Article 2. L'eau fait partie du patrimoine commun de l'humanité et de la Région de Bruxelles-Capitale.
Toute personne a le droit de disposer d'une eau potable de qualité et en quantité suffisante pour son alimentation, ses besoins domestiques et sa santé. Les prélèvements d'eau et les rejets d'eaux usées qui sont effectués pour l'exercice de ce droit ne peuvent mettre en danger la qualité, les fonctions naturelles et la pérennité de la ressource.
Le cycle de l'eau est géré de façon globale et intégrée par le secteur public, dans le cadre d'un développement durable. Les services de l'eau sont d'intérêt général.
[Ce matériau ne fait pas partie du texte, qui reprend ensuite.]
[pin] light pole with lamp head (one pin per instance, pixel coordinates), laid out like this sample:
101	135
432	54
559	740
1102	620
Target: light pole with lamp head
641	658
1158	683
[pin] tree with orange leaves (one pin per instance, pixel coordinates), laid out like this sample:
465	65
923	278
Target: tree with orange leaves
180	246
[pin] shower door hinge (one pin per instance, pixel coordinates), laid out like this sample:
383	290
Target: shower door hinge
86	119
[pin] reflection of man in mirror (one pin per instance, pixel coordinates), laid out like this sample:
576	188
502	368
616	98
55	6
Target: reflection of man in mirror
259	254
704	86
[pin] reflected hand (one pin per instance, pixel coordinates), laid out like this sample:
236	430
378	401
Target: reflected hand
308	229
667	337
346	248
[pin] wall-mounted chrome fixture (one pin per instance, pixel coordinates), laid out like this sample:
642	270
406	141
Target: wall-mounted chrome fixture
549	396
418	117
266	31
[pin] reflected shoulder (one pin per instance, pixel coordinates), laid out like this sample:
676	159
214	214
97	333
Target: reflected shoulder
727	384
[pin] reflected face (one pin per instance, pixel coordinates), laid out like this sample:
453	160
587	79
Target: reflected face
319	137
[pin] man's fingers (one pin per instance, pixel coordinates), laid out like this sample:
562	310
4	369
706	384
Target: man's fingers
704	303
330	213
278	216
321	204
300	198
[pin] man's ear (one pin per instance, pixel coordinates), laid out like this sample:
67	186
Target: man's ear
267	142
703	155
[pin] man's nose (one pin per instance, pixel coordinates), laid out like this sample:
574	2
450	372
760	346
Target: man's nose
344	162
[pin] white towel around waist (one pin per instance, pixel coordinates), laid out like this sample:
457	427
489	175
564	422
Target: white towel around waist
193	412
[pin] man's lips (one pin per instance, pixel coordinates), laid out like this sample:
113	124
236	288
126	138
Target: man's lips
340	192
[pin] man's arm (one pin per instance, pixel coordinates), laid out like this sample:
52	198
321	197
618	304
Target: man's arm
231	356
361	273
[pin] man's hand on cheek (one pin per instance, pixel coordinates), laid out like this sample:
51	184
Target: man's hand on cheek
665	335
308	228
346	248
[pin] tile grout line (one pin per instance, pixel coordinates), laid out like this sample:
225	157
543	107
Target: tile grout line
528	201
Article 3. La présente ordonnance vise à définir un cadre pour la politique intégrée de l'eau en Région de Bruxelles-Capitale, dont les objectifs sont les suivants :
1° prévenir toute dégradation supplémentaire, préserver et améliorer l'état des écosystèmes aquatiques ainsi que, en ce qui concerne leurs besoins en eau, des écosystèmes terrestres et des zones humides qui en dépendent directement;
2° promouvoir une utilisation durable de l'eau, fondée sur la protection à long terme des ressources d'eau disponibles, avec une attention particulière pour la promotion d'une consommation économe en eau et la promotion de l'utilisation des eaux de deuxième circuit;
3° viser à renforcer la protection de l'environnement aquatique ainsi qu'à l'améliorer, notamment par des mesures spécifiques conçues pour réduire progressivement les rejets, émissions et pertes de substances prioritaires, et l'arrêt ou la suppression progressive des rejets, émissions et pertes de substances dangereuses prioritaires;
4° assurer la réduction progressive de la pollution des eaux souterraines et prévenir l'aggravation de leur pollution;
5° contribuer à atténuer les risques et les effets d'inondations et de sécheresses, avec une attention particulière pour la retenue des surplus d'eau au moyen de mesures [¹ ...]¹ appropriées et l'utilisation de la capacité de stockage naturelle des lits de rivière, du canal, des étangs et des zones humides;
6° [¹ mettre en oeuvre une gestion intégrée des eaux pluviales dans le but de réduire le ruissellement et la surcharge du réseau d'égouttage, de prévenir ainsi les risques d'inondation tout en rétablissant les fonctionnalités du cycle naturel de l'eau et améliorant la qualité des eaux de surface et du cadre de vie ;]¹
7° protéger la santé publique contre la pollution de l'eau destinée à la consommation humaine en garantissant sa qualité et sa fourniture à des conditions raisonnables;
8° promouvoir la production et l'utilisation d'énergie hydroélectrique renouvelable ainsi que l'utilisation géothermique des eaux souterraines, en s'assurant qu'il n'y a pas d'impact négatif sur la qualité environnementale des masses d'eau concernées par ces installations;
9° protéger, rétablir et renforcer la présence de l'eau dans la ville;
10° favoriser la biodiversité dans et autour des milieux aquatiques;
11° promouvoir la concertation entre administrations, y compris la concertation interrégionale et internationale, en vue de mettre sur pied une politique de l'eau cohérente et de veiller à l'exécution des accords internationaux en matière de politique de l'eau.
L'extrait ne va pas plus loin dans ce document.